The short answer is it will not. With John McCain as the GOP nominee, McCain is free to open fire on the Democrats. He doesn’t have to worry about primaries or that pesky Huckabee anymore. The only hurdle now is a VP choice, and even that doesn’t need to be sorted with extreme expediency. While the Democrats continue playing chicken down the long road to the convention, McCain can begin his Presidential campaign. He now has free time to raise money and strengthen the GOP political machine.
Meanwhile, the Democrats need to pick a candidate, and that’s where the main dilemma stands. The superdelegates issue has been talked to death by the media, but no real solution has appeared. It now seems very likely that the Democratic convention will be the deciding point for the nomination. If this occurs, whoever wins the nomination will carry a laundry list of attacks on them by the past Democratic contender not to mention a primed and ready GOP political machine.
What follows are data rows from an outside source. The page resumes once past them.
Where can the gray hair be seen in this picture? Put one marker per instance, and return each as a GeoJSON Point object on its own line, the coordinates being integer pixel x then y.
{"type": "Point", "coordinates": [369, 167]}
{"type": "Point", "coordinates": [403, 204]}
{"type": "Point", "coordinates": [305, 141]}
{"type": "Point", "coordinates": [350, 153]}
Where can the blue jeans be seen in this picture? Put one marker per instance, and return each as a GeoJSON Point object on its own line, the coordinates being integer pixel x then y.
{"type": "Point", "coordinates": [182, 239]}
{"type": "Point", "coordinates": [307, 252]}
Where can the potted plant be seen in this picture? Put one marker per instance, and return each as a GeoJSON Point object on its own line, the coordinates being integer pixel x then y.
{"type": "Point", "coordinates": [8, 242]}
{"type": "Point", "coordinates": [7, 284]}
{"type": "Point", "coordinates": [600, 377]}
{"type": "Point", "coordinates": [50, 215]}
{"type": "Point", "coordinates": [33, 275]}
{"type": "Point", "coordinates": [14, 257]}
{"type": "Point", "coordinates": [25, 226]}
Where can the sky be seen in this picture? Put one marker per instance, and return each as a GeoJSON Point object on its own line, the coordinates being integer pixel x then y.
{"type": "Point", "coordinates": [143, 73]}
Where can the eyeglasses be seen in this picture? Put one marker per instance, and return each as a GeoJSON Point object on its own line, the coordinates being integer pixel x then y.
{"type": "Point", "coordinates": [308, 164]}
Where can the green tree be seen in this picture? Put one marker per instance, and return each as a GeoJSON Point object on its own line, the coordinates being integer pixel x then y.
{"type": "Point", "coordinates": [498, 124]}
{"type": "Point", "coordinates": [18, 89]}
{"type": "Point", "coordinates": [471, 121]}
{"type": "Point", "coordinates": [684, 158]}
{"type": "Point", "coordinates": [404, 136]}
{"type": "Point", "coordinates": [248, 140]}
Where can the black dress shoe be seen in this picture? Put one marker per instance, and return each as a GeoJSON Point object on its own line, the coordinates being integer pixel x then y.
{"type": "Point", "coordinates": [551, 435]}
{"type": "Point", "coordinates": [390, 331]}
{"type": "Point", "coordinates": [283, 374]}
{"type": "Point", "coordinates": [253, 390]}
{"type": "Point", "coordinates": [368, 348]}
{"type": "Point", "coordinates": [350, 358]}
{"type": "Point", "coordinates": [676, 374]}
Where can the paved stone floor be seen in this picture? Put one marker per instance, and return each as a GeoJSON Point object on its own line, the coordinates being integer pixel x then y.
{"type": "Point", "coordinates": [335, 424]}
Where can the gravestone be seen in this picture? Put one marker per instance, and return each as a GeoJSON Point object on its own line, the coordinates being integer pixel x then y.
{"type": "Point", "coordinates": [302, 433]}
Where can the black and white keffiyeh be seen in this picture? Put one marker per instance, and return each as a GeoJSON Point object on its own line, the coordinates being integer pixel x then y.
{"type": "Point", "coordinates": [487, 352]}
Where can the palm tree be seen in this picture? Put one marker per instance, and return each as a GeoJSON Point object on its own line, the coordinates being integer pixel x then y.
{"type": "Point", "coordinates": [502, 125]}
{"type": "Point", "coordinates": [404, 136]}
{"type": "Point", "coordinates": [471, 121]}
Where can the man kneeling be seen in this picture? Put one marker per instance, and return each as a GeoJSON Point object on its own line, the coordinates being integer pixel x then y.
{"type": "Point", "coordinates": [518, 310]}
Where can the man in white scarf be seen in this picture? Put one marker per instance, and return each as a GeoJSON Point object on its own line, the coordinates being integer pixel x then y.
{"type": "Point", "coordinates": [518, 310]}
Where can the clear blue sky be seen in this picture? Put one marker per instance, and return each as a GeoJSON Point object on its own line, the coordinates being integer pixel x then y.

So as of right now, the Democrats, once seen as the party to beat for this years elections are actually behind in the race for President, with no foreseeable conclusion until the convention.
Will the democratic nomination be decided by a brokered deal between the two candidates?
Who will win the Pennsylvania Democratic Primary?
Popularity: 4% [?]
Tags: 2008 presidential election, clinton, elections, march 4th, obama


March 11th, 2008 at 5:46 am
Here is what I think is so ridiculous, the National Democratic Party chose to strip the delegates from Florida and Michigan for moving thier primaries up so thier states would matter in the selection process, and now the DNC is asking for a re-do. Everyone in Florida knew that thier delegates didn’t count when they went to the polls, Obama didn’t campaign here at all, Clinton showed up after polls closed to claim victory. In Michigan Clinton was the only name on the ballot. This is such a huge win for Florida, thier delegates are getting such attention now, the economy will see increase as the candidates and thier entourages move through, advertising markets will explode with ads, and the only people who suffer are those of us who are trying to watch TV in Florida.
I think this issue reinforces the need for a National Primary, done on one day, and each vote is counted as 1. Whoever ends up with most votes wins the primary. The days of our country being a group of individual states has passed, we have a strong and central national government and therefore each person in the country should count equally. The absurdity of having a process in which “Super-Delegates” have additional votes goes against the basic tenets of one man one vote. The “super-delegates” vote equals roughly 13,000 voters. How insane.